Quando as pessoas não sabiam escrever, e nem sequer desenhar as letras do seu
nome, assinavam de cruz. A cruz, perpendicular (+) ou inclinada (X) era por
vezes um pouco mais elaborada, incluindo uns tracinhos à moda da Cruz de Cristo
das caravelas, um círculo em volta, ou ainda terminando em losango. Não admira
que fosse uma cruz o sinal escolhido para garantir a verdade do que se
afirmava, assim como se jurava a mesma sobre os Evangelhos, num país onde o
cristianismo moldava as consciências e influenciava a organização social.
Mas não há regra sem excepção e fui descobrir o
senhor Manoel Brandão2 que viveu em Ruivães (11.05.1660 -
9.01.1740), no concelho de Vila Nova de Famalicão, que, além de saber escrever
o seu nome, desenhava um passaroco ao lado da sua assinatura. A primeira vez
que nos deparamos com tal grafia ornitológica ainda poderemos pensar tratar-se
da criação de alguma criança, que tivesse apanhado o livro aberto na sacristia
e o tivesse rabiscado. No entanto, o padrão repete-se de cada vez que Manoel
Brandão foi testemunha de algum matrimónio nesta freguesia.
Fica-nos a dúvida... Teria este senhor vocação
para ornitologista ou seria antes um grande devoto do Espírito Santo?
O abade Bento Lopes de Carvalho, na resposta ao
inquérito nacional lançado por Marquês de Pombal (Memórias Paroquiais de 1758)4,
informava, a 22 de Maio de 1758, que o orago da freguesia de Ruivães era o
Divino Salvador e que os altares colaterais eram da Nossa Senhora do Rosário e
de S. Sebastião. Existiam três Ermidas na freguesia: S. Pedro, Senhora do
Calvário e Santo António. Não parece portanto ter havido lugar a uma devoção
particular ao Espírito Santo ou à Santíssima Trindade.
Ana Luisa Alves, 24 Março 2013
1- Family Search Org: Registos da Igreja Católica\Braga\V.
N. Famalicão\Landim\Santa Maria\Mistos 1755-1784\imagem 105
3- Family Search Org: Registos da Igreja Católica\Braga\V.
N. Famalicão\Ruivães\S. Salvador\Mistos 1652-1765\imagem 287
4- cf.
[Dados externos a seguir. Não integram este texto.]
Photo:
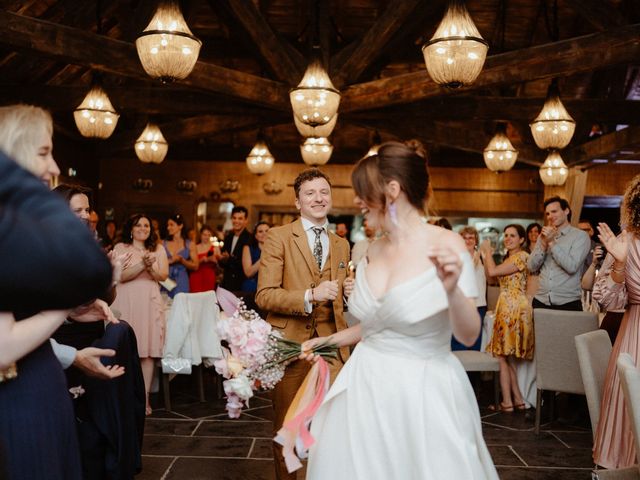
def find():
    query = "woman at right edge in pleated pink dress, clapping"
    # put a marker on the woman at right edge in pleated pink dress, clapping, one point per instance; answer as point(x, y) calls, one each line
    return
point(618, 287)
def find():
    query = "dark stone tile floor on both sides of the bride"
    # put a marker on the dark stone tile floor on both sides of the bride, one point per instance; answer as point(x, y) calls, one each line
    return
point(197, 441)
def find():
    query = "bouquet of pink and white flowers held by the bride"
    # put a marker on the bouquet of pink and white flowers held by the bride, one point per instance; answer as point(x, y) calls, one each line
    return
point(256, 356)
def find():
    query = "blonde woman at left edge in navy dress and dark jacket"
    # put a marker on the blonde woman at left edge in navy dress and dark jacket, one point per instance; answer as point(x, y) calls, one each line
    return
point(52, 263)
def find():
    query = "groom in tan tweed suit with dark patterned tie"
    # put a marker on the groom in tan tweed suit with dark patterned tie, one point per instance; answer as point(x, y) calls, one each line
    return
point(302, 268)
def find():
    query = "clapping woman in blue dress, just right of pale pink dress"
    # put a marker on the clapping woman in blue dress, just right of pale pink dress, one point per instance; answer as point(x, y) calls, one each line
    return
point(182, 255)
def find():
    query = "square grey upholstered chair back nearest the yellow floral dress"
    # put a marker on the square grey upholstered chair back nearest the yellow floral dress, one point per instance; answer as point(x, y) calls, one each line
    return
point(557, 367)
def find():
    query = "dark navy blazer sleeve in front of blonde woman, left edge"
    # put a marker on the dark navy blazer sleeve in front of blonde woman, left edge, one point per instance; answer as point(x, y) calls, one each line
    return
point(49, 259)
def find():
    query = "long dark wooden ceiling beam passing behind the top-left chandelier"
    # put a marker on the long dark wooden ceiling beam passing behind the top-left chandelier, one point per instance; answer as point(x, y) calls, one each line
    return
point(114, 56)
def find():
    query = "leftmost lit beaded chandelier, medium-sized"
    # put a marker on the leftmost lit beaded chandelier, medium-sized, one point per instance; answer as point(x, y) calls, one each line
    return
point(95, 117)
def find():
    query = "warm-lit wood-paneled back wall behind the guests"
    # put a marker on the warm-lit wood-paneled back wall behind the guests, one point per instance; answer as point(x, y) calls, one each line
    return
point(457, 192)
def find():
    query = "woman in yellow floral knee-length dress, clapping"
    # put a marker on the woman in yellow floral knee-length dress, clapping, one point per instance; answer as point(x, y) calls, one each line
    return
point(513, 326)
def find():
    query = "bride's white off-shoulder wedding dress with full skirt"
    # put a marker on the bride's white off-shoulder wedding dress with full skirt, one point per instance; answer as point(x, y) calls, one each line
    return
point(402, 407)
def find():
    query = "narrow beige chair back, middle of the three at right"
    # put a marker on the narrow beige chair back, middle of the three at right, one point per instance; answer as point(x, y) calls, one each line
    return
point(594, 350)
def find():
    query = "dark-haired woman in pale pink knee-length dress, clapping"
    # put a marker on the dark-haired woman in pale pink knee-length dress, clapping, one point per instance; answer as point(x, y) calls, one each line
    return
point(138, 294)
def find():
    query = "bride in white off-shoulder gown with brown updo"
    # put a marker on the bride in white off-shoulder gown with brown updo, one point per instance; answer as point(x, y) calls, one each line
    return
point(402, 406)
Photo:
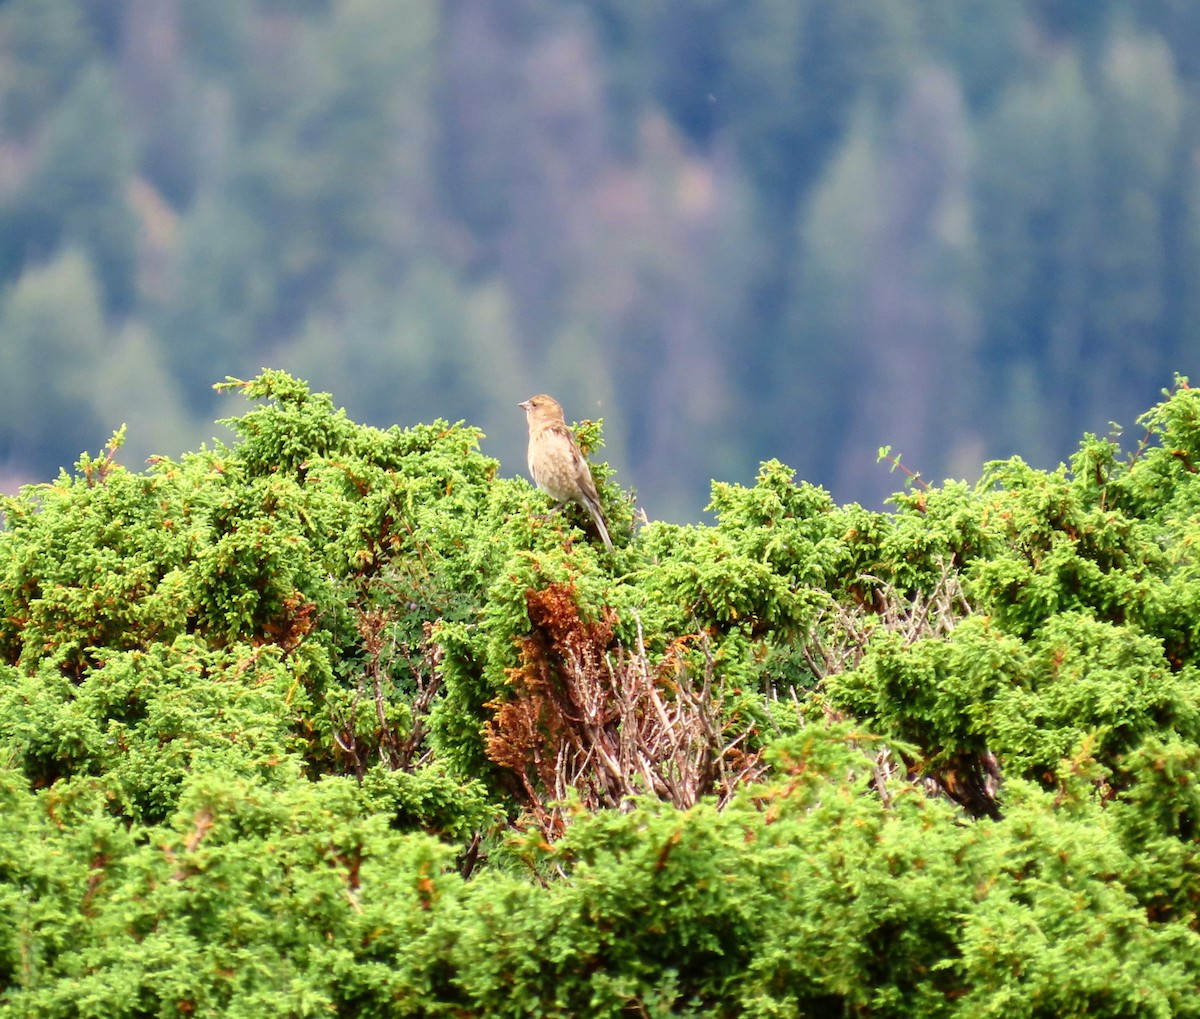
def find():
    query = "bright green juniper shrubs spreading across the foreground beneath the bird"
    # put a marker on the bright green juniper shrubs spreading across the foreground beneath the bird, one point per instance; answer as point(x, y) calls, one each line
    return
point(335, 721)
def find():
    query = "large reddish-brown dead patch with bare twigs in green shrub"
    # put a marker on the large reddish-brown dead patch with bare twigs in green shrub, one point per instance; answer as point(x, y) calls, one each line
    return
point(596, 718)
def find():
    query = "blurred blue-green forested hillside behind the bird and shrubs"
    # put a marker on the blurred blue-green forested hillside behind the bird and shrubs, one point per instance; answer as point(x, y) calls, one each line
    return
point(736, 230)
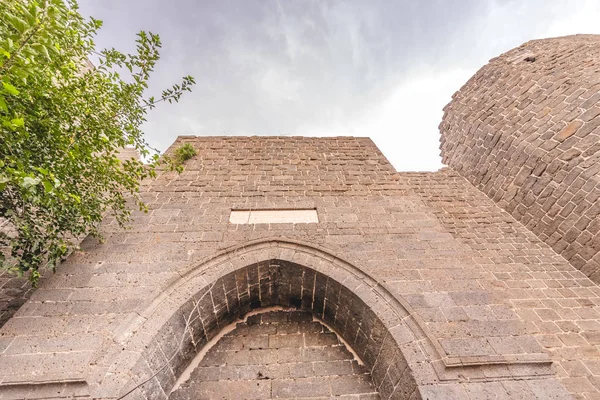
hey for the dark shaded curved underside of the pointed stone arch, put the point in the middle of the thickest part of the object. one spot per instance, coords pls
(278, 283)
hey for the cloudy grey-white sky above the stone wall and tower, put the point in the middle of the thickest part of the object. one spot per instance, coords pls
(382, 69)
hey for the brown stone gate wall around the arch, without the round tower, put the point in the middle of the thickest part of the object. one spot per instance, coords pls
(449, 313)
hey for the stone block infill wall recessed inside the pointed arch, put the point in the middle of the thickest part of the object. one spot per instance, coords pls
(230, 367)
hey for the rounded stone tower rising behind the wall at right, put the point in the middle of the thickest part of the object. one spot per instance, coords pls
(526, 131)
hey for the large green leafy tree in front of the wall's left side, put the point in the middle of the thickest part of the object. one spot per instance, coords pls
(62, 124)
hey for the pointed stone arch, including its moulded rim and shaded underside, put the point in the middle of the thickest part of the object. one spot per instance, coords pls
(262, 274)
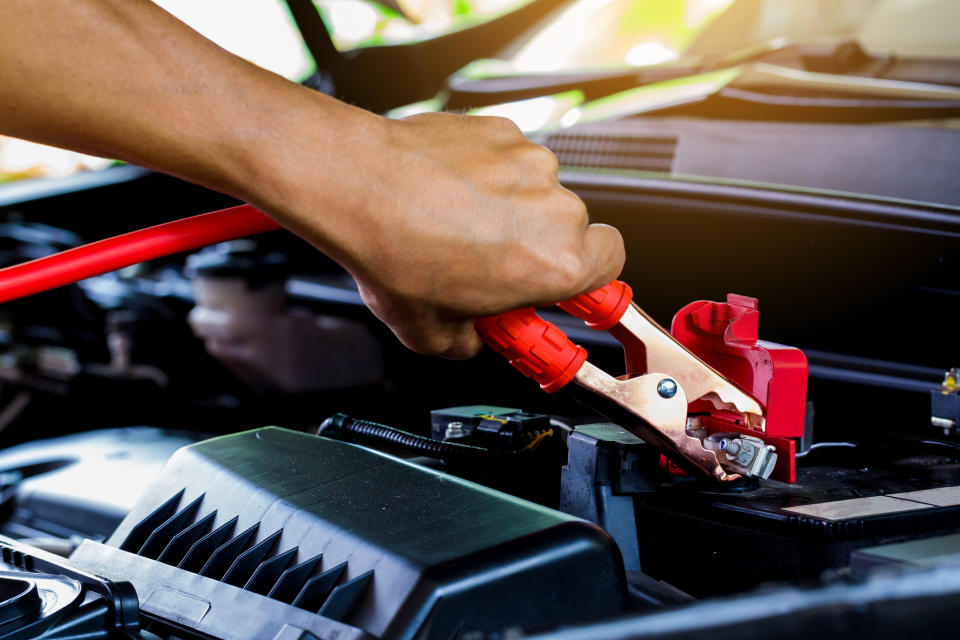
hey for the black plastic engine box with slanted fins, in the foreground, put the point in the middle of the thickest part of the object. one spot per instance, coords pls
(242, 534)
CAPELA, José Viriato - As freguesias do distrito de Braga nas memórias paroquiais de 1758: a
construção do imaginário minhoto. [Braga]:[s.n.], 2003
8 comentários:
Belo conteúdo, convido a conhecer meu blog que fala sobre espiritualidade e experiências oníricas: http://profeciasoapiceem2036.blogspot.com.br/
Gosto muito de poesias, principalmente a obra de Guerra Junqueiro, pena que ultimamente está difícil encontrar poetas com tamanha profundidade de sentimentos. Forte abraço
O arranjo a quatro vozes do "Lá vai " que cantávamos no OUP é de Manuel Faria, (1916,1983) padre e cónego da Sé de Braga, natural de S. Miguel de Seide... freguesia vizinha da do tal Brandão do pardejo...
Américo Fernandes
Será isso que aponta, o passaroco, um 'sinal público' ou imitação?
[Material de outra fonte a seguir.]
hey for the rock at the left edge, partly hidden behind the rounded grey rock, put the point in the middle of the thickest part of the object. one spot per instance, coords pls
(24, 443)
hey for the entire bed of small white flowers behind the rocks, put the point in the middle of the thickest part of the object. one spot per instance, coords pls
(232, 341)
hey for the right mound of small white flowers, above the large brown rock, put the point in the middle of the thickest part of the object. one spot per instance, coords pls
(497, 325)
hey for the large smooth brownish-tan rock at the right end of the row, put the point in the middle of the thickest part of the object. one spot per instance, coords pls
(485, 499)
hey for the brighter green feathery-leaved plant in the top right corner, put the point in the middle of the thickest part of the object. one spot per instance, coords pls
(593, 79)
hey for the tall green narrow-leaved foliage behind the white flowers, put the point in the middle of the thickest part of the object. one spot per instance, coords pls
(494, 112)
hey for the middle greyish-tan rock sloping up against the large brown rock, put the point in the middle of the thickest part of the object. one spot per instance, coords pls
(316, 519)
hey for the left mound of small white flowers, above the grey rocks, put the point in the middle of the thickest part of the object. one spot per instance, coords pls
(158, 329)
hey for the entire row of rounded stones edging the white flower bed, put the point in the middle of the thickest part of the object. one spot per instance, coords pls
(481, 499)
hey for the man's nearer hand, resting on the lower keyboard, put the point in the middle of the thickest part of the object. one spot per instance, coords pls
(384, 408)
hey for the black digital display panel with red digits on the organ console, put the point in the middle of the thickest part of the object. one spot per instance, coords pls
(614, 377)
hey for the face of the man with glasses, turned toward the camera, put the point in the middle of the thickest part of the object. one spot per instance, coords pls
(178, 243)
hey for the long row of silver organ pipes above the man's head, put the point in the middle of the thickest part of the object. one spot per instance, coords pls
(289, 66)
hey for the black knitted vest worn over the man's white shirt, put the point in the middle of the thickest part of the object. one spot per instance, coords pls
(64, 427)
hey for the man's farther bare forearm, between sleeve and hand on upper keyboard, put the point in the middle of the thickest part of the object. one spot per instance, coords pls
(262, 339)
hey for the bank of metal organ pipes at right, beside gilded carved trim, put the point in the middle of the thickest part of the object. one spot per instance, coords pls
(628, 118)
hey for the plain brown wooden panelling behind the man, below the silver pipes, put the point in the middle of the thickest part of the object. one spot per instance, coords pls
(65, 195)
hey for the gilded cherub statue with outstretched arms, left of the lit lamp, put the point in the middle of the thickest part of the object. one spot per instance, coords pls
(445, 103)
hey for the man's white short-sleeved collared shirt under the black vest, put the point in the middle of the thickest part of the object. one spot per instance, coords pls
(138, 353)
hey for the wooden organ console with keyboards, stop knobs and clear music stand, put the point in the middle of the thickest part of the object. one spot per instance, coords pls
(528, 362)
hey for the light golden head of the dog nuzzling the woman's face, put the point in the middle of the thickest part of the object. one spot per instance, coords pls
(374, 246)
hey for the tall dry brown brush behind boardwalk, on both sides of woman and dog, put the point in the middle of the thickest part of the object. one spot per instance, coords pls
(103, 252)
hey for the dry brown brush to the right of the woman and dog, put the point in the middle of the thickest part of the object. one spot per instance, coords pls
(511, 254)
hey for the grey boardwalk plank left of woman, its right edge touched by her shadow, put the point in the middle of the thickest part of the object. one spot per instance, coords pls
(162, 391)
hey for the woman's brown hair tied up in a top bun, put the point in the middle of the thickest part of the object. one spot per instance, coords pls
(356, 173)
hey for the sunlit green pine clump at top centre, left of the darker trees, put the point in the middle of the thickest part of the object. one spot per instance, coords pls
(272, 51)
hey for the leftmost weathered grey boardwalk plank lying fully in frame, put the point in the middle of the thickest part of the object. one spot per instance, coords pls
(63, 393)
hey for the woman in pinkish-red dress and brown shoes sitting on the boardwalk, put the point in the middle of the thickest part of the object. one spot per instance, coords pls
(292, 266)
Sinal, entenda-se, o nome que ao tempo se dava à assinatura...
E, como é sabido, certos oficiais (notários) usavam, regulamentarmente, dois sinais, o público (muito complicado e com ratoeiras, difícil de imitar), para evitar a contrafacção, e o privado (dito 'raso') ou comum, equivalente à manuscrição do nome, completo ou abreviado.
Daí que esses notários dissessem, no pé de instrumentos e certidões: ... este instrumento, que assino em público e raso. Ou seja, com os dois sinais (assinaturas), expressão que passou depois, corrompida e edesfasada já do seu sentido antigo, para a linguagem comum.
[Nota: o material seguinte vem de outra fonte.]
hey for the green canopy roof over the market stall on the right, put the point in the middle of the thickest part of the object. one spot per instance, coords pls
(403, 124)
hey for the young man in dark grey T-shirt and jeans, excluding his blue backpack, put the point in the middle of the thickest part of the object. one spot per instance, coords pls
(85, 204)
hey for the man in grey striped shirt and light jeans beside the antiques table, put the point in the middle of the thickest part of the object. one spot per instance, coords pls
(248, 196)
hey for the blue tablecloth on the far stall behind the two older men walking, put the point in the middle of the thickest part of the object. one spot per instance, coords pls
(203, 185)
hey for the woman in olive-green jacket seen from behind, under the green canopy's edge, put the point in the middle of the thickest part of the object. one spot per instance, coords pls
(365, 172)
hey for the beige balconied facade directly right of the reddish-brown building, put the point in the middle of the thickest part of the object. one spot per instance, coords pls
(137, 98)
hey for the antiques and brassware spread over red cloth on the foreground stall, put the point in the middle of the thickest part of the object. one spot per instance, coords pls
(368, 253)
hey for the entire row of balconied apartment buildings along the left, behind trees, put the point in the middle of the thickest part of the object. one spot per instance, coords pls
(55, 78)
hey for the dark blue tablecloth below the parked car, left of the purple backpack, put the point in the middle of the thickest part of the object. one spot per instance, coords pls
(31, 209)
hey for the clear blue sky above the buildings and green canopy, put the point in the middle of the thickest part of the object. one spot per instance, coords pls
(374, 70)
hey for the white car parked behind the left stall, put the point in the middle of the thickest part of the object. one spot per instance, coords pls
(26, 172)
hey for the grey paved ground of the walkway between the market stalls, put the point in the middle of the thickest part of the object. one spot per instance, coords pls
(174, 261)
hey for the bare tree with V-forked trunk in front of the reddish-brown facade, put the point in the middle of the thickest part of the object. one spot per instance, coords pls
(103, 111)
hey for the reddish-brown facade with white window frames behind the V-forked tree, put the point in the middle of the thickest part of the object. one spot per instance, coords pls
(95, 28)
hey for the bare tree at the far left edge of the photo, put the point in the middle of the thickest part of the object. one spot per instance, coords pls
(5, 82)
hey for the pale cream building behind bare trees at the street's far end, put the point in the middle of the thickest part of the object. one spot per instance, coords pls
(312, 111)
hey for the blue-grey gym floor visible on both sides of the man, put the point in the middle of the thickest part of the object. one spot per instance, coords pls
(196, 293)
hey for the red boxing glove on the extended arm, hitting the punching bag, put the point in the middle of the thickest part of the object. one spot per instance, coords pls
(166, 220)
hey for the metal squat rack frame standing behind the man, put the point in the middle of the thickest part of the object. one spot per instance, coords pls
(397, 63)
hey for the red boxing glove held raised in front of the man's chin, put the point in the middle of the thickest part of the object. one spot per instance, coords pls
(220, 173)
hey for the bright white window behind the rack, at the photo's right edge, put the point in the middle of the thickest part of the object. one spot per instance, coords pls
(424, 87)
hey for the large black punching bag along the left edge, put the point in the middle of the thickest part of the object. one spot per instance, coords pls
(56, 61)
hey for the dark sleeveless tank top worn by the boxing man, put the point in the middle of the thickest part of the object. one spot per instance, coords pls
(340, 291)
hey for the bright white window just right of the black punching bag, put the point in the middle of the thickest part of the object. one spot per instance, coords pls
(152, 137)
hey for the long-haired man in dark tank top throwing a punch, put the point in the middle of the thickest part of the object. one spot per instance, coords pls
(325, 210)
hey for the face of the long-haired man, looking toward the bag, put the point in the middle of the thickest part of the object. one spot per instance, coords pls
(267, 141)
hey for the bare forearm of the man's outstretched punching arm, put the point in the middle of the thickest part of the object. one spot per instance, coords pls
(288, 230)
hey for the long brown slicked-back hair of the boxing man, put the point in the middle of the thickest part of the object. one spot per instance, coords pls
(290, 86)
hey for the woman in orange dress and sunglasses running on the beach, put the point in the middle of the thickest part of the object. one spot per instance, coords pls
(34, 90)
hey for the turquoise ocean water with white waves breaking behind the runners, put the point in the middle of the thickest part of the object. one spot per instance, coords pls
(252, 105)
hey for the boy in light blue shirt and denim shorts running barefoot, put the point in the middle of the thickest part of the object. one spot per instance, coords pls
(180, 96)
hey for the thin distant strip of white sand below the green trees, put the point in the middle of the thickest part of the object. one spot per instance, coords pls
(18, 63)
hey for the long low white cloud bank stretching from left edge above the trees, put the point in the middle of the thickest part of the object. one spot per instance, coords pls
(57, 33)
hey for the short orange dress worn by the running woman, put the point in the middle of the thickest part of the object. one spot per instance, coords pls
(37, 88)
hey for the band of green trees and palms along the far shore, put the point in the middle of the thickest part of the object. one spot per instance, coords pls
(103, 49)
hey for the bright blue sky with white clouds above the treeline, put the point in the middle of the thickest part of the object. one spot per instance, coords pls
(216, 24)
Quem escreveu sobre os 'Sinais públicos medievais' (o título é este, mais ou menos) foi José Leite de Vasconcelos...
De cantiga infantil, quadro atuante.
José Leite de Vasconcelos, "Sinais medievais de tabelião: séc. ΧΙ-ΧΙΠ", Archeologo Português, 24, 1920, p.12-23.
Publicação indesponivel on-line.
Parte do espólio do coro popular e maçadeiras pode ser encontrado no CANCIONEIRO POPULAR PORTUGUÊS, de Michel Giacometti, com a colaboração de Fernando Lopes Graça, Círculo de Leitores, Lisboa, 1981. No é o caso do “Lá vai” cuja partitura ficou no OUP para as gerações vindouras. Falei de memória e agradeço a sua correcção.
Alguns dos Sinais estão disponiveis no artigo de A. M. Sousa Saraiva “Tabeliães e notários de Lamego na primeira metade do séc. XIV”, Humanitas – vol. L, 587-624 (1998).
Muito interessante este seu "passaroco", são sinais do tempo e que hoje nos deixam a refletir sobre se estamos a viver a modernidade ou a andar para trás. Gostei. Parabéns. Continue.